Authored by junparser on Jun 29 2021, 3:09 AM.

Details

Summary

This change fixes the crash that PRValue cannot be handled by
EmitLValue.

Diff Detail

Event Timeline

junparser created this revision.Jun 29 2021, 3:09 AM
junparser requested review of this revision.Jun 29 2021, 3:09 AM
Herald added a project: Restricted Project. · View Herald TranscriptJun 29 2021, 3:09 AM
Herald added a subscriber: cfe-commits. · View Herald Transcript
efriedma added inline comments.Jun 29 2021, 12:01 PM
clang/lib/CodeGen/CGExprScalar.cpp
2103

I don't think it's legal to use EmitLValue here at all; the emitted IR could have side-effects.

Since we have the vector insert/extract intrinsics now, can we just use them here instead of going through the load/store dance?

junparser added inline comments.Jun 29 2021, 7:13 PM
clang/lib/CodeGen/CGExprScalar.cpp
2103

I don't think it's legal to use EmitLValue here at all; the emitted IR could have side-effects.

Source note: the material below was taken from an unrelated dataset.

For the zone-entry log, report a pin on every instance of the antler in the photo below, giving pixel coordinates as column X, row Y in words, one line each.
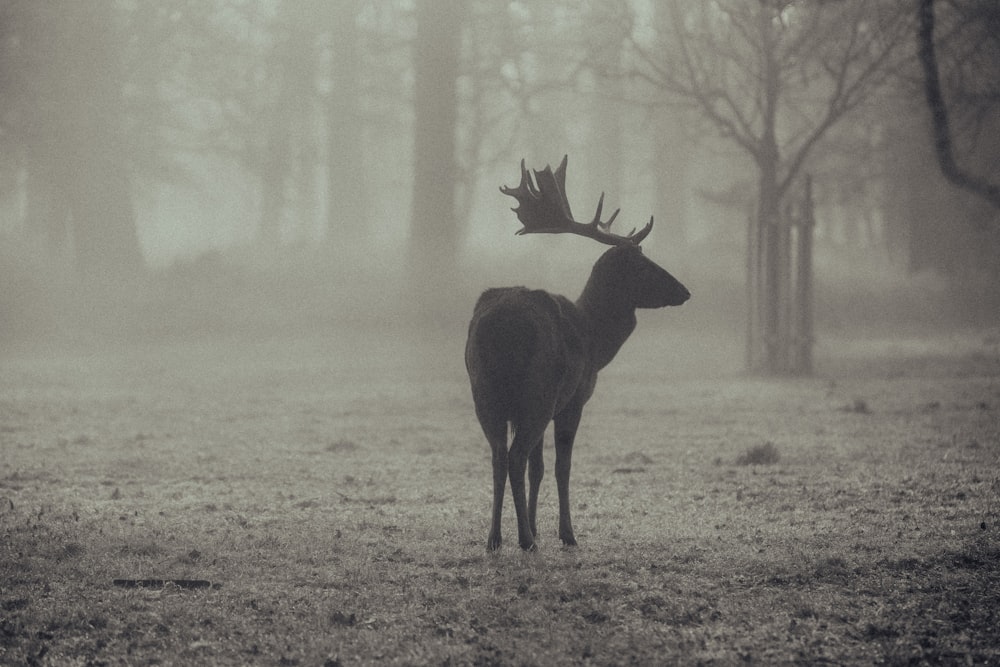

I agree since we have already visited E.

Since we have the vector insert/extract intrinsics now, can we just use them here instead of going through the load/store dance?

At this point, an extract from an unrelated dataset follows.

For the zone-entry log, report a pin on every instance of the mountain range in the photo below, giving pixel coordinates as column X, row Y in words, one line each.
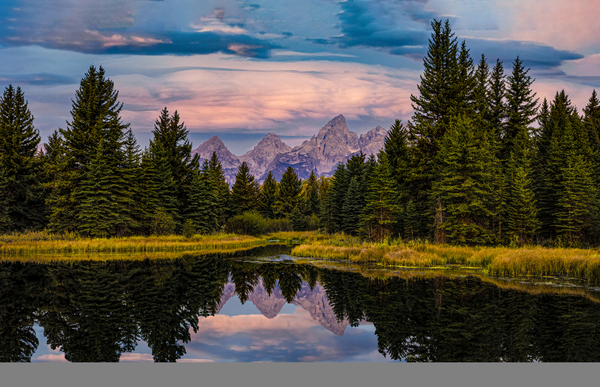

we have already use insert/extract intrinsics for same element type, we can only handle predicate cast through memory.
One of idea here is always use store + load. what do you think?

junparser added inline comments.Jun 29 2021, 7:40 PM
clang/lib/CodeGen/CGExprScalar.cpp
2103

@efriedma I'm also working on a patch that optimize such store + bitcast + load pattern with constant vector, so maybe it is ok to always use alloca + load

efriedma added inline comments.Jun 29 2021, 9:07 PM
clang/lib/CodeGen/CGExprScalar.cpp
2103

I'd be happy to accept just unconditionally doing the alloca+store+load thing for now.

Not sure I understand why predicates are special here. Even if we can't handle predicates directly in insert/extract intrinsics, we can always just zero-extend to a bigger integer type, do the cast, then truncate the result.

junparser added inline comments.Jun 29 2021, 11:28 PM
clang/lib/CodeGen/CGExprScalar.cpp
2103

I'm not sure whether zext+cast+trunc to vxi1 can generate better code. I think it is better to handle this in llvm ir without extend and truncate, only bitcast and insert/extract

address comment.

efriedma added inline comments.Jun 30 2021, 1:17 AM
clang/lib/CodeGen/CGExprScalar.cpp
2103

I don't think we need to call getCallReturnType() here. A call that returns a reference is an lvalue, and the code here expects an rvalue. So CE->getCallReturnType() is going to be the same as E->getType().

junparser added inline comments.Jun 30 2021, 2:13 AM
clang/lib/CodeGen/CGExprScalar.cpp
2103

make sense to me, thanks!

junparser updated this revision to Diff 355484.Jun 30 2021, 2:37 AM

address comment

efriedma accepted this revision.Jun 30 2021, 10:19 AM

LGTM

clang/test/CodeGen/attr-arm-sve-vector-bits-globals.c
108

Oh, hmm, this is the case where we can't optimize.

We could probably teach instcombine to convert this pattern into a load directly from the global, if it matters.

This revision is now accepted and ready to land.Jun 30 2021, 10:19 AM
Matt added a subscriber: Matt.Jun 30 2021, 12:58 PM
junparser added inline comments.Jun 30 2021, 7:40 PM
clang/test/CodeGen/attr-arm-sve-vector-bits-globals.c
108

yep, we can also convert to bitcast + vector.insert when without vscale_range . I'll check the codegen of rvv see whether it has any difference.